Image for representation only. (Image: News18.com)
Buyers of Sports Utility Vehicles and luxury cars can relax. Their cars are not going to get more expensive, at least not now. There were reports that the tax rate on luxury cars will be increased from 15% to 25%, however, that will have to wait until the appropriate legislation is introduced by the government and passed by Parliament. Until then, the cost will remain what it is currently.
In a note issued yesterday, the Finance Ministry said that:
“The GST Council considered the issue of cess leviable on motor vehicles in its 20th meeting held on the 5th of August 2017 and recommended that Central Government may move legislative amendments required for increasing the maximum ceiling of cess leviable on motor vehicles to 25% instead of present 15%. However, the decision on when to raise the actual cess leviable on the same will be taken by the GST Council in due course. In respect of motor vehicles, the maximum rate at which Goods and Service Tax Compensation Cess may be collected is 15%.”
The last line in the statement is the operative part. The maximum cess (or ceiling) is currently 15%. Only Parliament can raise the ceiling by passing the appropriate legislation introduced by the government. However, there are only 3 more days left in the monsoon session. If the government does not do it now it will not be until the winter session till the required legislation can be introduced. The GST Council can only raise the cess once the ceiling limit is raised.
“The matter is not under consideration at this stage because a law to increase the ceiling rate has to be passed,” a source in the GST Council told News18. “The current ceiling is 15% and it can only be raised by Parliament,” the source added.
Cars are currently taxed at 28% and a cess of up to a maximum of 15% is levied on top of that. The cess is meant to compensate states for revenue loss, a part of the Centre’s pledge to reimburse states for 5 years.
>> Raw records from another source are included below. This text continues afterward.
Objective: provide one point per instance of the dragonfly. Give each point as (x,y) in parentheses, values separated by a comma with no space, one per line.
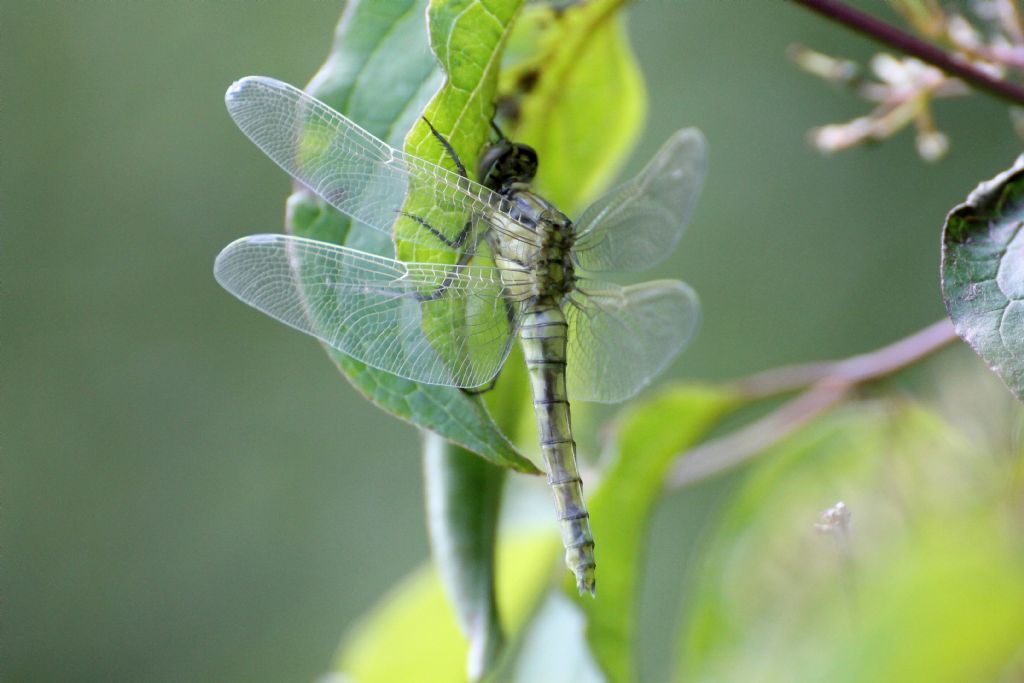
(514,269)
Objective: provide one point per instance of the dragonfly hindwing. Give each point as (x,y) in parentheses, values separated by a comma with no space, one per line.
(374,308)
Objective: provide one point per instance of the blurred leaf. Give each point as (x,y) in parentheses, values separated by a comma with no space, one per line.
(576,94)
(651,434)
(924,582)
(983,273)
(381,75)
(412,635)
(463,502)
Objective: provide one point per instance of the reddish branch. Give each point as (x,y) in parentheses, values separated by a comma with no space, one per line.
(904,42)
(828,382)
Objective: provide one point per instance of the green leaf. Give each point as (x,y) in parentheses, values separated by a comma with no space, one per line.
(413,635)
(983,273)
(923,582)
(651,434)
(574,92)
(381,75)
(463,503)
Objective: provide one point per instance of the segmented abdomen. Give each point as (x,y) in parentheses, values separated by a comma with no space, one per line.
(544,338)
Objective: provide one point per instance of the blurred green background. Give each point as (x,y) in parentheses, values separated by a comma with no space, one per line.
(190,492)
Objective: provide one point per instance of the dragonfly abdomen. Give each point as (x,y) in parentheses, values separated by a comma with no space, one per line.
(543,333)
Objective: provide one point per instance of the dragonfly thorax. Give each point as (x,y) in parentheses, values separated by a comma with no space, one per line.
(549,262)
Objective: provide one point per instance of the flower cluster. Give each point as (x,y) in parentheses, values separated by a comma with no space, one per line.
(902,89)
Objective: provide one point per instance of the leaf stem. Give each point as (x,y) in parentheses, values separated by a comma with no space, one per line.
(828,382)
(908,44)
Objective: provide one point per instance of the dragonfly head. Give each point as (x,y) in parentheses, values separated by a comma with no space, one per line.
(505,163)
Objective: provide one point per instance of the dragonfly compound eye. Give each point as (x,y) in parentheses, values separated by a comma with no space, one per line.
(506,163)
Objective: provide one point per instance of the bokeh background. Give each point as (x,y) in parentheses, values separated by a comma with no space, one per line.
(189,491)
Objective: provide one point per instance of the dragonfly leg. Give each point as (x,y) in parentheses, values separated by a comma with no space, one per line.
(448,147)
(501,135)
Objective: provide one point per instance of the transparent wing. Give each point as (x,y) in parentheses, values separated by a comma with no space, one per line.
(622,337)
(359,174)
(425,322)
(638,223)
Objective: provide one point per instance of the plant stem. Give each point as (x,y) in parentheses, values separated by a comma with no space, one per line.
(828,382)
(904,42)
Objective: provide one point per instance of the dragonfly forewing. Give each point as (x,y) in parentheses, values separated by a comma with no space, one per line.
(638,223)
(426,322)
(363,176)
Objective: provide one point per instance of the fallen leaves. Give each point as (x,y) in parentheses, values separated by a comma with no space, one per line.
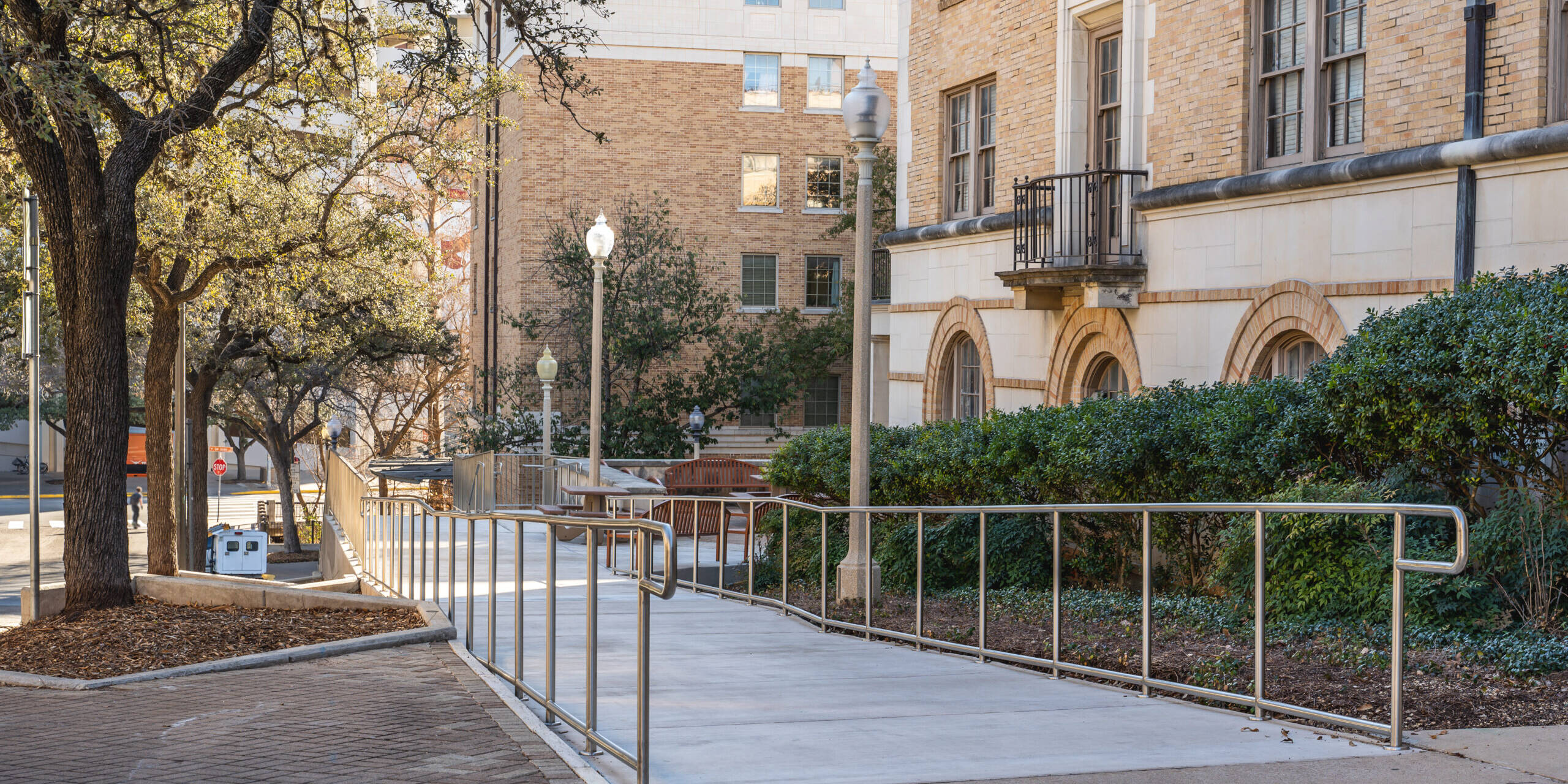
(156,636)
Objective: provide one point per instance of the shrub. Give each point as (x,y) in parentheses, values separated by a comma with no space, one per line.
(1340,567)
(1466,388)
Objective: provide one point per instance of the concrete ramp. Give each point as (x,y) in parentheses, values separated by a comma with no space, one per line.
(745,695)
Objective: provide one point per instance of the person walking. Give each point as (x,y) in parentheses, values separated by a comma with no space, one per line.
(135,508)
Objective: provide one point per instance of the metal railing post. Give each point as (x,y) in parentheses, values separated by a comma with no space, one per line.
(783,567)
(822,592)
(1056,593)
(549,628)
(490,597)
(1396,661)
(468,595)
(1148,597)
(647,567)
(1259,639)
(592,654)
(919,581)
(982,587)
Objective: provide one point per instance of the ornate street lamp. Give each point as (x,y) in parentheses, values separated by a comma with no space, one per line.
(600,240)
(546,368)
(695,422)
(866,113)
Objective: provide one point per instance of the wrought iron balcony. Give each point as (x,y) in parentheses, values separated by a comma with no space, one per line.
(1076,234)
(1073,220)
(882,275)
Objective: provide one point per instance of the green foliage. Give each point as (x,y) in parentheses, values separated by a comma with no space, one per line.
(671,341)
(1521,545)
(1340,567)
(1466,388)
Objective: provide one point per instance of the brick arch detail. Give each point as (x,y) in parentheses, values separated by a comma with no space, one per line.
(1087,334)
(959,318)
(1286,306)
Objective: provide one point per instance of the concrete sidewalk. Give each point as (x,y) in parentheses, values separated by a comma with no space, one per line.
(745,695)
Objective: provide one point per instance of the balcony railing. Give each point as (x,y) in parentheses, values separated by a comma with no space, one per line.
(882,275)
(1076,220)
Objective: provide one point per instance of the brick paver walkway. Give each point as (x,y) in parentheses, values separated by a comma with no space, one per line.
(413,714)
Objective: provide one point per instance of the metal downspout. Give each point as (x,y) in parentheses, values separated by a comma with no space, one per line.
(1476,16)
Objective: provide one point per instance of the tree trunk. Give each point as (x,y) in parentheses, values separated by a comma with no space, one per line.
(157,380)
(283,460)
(93,281)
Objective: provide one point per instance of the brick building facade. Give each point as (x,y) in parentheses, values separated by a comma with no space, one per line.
(690,98)
(1220,189)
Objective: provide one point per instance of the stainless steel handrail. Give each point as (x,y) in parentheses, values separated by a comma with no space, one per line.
(393,519)
(1256,701)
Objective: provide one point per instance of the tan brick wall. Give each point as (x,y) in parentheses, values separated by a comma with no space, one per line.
(673,129)
(1200,69)
(963,43)
(1200,62)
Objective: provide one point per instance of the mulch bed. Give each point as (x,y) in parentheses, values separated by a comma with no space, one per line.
(156,636)
(294,557)
(1440,692)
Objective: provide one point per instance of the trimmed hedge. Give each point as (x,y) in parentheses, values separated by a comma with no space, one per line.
(1460,397)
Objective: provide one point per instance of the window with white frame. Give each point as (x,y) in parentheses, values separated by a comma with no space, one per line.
(967,383)
(760,279)
(1311,85)
(1292,356)
(761,87)
(824,183)
(760,181)
(822,281)
(1558,60)
(971,151)
(824,82)
(822,402)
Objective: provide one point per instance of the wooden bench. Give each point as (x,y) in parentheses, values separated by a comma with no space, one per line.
(712,475)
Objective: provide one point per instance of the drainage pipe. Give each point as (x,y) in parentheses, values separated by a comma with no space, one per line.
(1476,16)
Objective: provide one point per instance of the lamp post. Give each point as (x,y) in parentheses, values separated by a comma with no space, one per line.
(32,306)
(331,430)
(866,113)
(546,368)
(600,244)
(695,422)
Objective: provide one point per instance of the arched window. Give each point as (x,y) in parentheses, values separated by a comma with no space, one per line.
(967,388)
(1292,356)
(1107,380)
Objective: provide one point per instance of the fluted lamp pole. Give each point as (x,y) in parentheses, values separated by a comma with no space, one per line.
(601,240)
(546,368)
(866,113)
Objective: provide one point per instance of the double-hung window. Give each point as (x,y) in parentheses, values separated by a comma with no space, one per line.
(760,279)
(822,402)
(761,87)
(1311,85)
(760,181)
(1558,59)
(822,281)
(824,82)
(971,151)
(824,183)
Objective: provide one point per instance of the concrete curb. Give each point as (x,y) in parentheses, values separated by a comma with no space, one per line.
(438,629)
(552,739)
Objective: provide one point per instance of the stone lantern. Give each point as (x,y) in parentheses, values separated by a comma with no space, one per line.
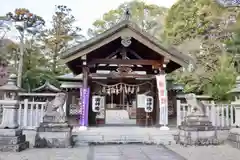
(9,103)
(11,137)
(236,93)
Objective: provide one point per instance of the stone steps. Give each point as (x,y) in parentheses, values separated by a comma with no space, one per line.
(104,137)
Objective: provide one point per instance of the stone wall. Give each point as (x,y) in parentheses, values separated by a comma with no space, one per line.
(234,137)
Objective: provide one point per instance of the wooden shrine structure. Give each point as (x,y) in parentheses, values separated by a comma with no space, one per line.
(120,65)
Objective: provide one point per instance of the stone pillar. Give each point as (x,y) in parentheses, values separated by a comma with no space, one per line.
(162,96)
(234,134)
(11,138)
(84,94)
(237,115)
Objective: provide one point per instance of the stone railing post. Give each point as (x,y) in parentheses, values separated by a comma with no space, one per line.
(237,115)
(9,103)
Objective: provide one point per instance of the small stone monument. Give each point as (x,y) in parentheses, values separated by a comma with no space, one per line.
(196,129)
(54,131)
(11,138)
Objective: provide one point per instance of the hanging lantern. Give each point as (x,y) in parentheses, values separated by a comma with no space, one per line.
(103,90)
(138,89)
(129,89)
(126,89)
(133,89)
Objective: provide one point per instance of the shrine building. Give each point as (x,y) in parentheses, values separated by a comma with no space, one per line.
(114,73)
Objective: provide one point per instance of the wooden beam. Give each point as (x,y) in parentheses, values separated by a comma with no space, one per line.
(122,75)
(126,61)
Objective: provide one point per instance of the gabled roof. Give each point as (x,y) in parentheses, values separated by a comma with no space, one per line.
(171,53)
(47,86)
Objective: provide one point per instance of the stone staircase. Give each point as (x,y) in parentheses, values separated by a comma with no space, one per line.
(123,135)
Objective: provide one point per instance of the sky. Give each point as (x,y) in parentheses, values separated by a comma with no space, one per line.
(85,11)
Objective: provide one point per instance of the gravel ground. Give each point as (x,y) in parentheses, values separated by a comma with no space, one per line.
(222,152)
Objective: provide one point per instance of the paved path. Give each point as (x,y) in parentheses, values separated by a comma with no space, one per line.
(221,152)
(106,152)
(132,152)
(127,152)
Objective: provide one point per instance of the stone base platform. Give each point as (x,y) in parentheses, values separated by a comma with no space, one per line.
(184,137)
(234,138)
(54,136)
(12,140)
(197,130)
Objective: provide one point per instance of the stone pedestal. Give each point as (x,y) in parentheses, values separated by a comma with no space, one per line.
(54,135)
(197,130)
(9,119)
(234,137)
(12,140)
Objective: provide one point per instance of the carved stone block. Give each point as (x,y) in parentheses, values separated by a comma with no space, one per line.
(54,136)
(12,140)
(10,132)
(14,147)
(234,137)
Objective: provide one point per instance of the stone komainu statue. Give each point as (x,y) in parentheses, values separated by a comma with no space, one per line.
(54,112)
(197,107)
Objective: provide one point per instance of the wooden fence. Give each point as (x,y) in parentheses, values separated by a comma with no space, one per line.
(221,115)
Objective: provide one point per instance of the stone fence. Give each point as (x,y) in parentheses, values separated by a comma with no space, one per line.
(221,115)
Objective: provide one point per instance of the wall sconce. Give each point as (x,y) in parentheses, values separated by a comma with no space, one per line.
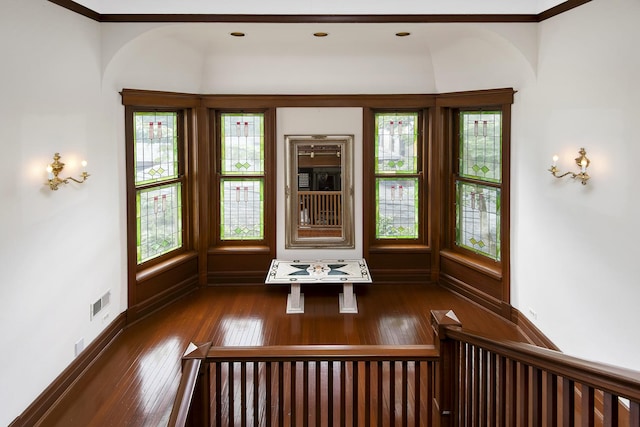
(583,163)
(54,169)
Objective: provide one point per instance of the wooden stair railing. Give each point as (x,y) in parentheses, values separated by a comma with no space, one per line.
(464,380)
(301,385)
(488,382)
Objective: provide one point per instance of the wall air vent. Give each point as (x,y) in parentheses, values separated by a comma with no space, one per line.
(101,303)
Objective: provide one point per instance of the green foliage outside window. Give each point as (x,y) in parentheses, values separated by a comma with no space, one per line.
(396,175)
(478,189)
(158,187)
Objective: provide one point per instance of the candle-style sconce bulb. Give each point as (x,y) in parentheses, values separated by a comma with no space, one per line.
(53,172)
(583,163)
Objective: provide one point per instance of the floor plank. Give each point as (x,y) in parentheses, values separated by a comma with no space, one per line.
(134,381)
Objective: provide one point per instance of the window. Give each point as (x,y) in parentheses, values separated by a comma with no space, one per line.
(398,175)
(242,176)
(478,183)
(159,192)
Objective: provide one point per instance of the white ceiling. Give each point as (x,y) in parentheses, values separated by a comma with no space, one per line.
(320,7)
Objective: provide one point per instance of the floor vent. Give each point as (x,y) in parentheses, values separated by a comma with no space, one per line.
(101,303)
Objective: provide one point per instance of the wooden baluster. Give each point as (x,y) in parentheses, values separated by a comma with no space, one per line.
(267,388)
(493,389)
(634,414)
(318,395)
(330,391)
(367,393)
(417,394)
(230,381)
(475,381)
(588,403)
(256,394)
(446,376)
(536,397)
(305,392)
(501,409)
(293,393)
(403,394)
(512,393)
(552,400)
(523,394)
(243,393)
(280,393)
(380,398)
(218,393)
(610,416)
(568,402)
(392,393)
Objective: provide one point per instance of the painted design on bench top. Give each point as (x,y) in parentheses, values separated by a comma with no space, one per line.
(336,271)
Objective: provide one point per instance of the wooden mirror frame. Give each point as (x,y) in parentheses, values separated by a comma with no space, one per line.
(319,236)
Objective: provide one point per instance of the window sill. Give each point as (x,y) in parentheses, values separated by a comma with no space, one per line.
(491,269)
(415,247)
(161,267)
(257,249)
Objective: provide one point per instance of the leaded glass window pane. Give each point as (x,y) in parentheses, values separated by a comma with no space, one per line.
(397,208)
(396,143)
(156,147)
(242,182)
(481,145)
(478,218)
(242,209)
(242,144)
(159,220)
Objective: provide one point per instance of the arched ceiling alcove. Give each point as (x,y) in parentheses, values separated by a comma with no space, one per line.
(288,59)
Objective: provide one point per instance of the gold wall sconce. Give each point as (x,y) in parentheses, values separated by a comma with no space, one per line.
(54,169)
(583,163)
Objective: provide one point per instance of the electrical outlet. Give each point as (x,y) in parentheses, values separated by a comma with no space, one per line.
(79,346)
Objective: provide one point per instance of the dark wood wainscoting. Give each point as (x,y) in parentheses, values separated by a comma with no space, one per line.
(134,379)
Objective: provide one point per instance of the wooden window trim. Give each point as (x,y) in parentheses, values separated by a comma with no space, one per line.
(373,244)
(267,243)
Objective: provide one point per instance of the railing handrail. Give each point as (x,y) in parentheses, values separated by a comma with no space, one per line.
(612,379)
(322,352)
(184,395)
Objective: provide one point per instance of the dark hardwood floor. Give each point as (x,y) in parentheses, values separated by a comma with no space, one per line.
(134,381)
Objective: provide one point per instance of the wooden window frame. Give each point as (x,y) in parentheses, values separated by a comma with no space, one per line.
(268,240)
(133,189)
(371,177)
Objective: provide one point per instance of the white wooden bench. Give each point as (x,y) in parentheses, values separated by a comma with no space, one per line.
(297,272)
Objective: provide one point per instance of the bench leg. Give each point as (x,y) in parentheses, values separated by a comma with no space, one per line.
(348,303)
(295,300)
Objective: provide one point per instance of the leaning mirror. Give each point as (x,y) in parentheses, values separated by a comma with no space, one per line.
(319,191)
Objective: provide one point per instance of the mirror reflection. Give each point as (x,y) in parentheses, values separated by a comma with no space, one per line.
(320,209)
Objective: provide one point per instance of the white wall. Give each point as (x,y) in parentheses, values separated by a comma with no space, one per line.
(59,251)
(575,247)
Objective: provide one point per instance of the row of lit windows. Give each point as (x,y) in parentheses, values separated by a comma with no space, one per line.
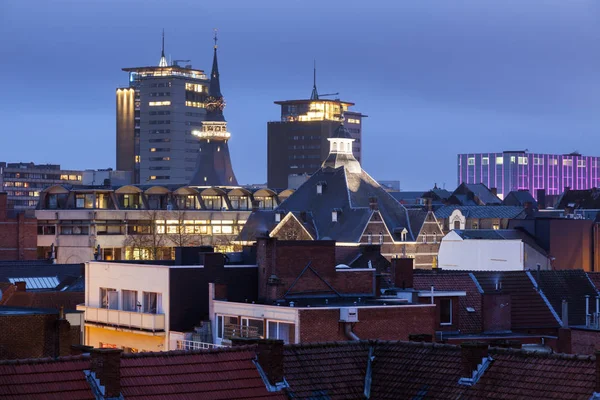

This is cheaper than the pre-GST tax structure on vehicles that could be as high as 55%. Therefore, the price of SUVs and luxury vehicles came down after GST.
However, in order to raise revenue for compensation states, the government felt that raising the cess would be a good method since cars are anyway in the top tax bracket of 28%. However, raising the ceiling rate is the prerogative of Parliament.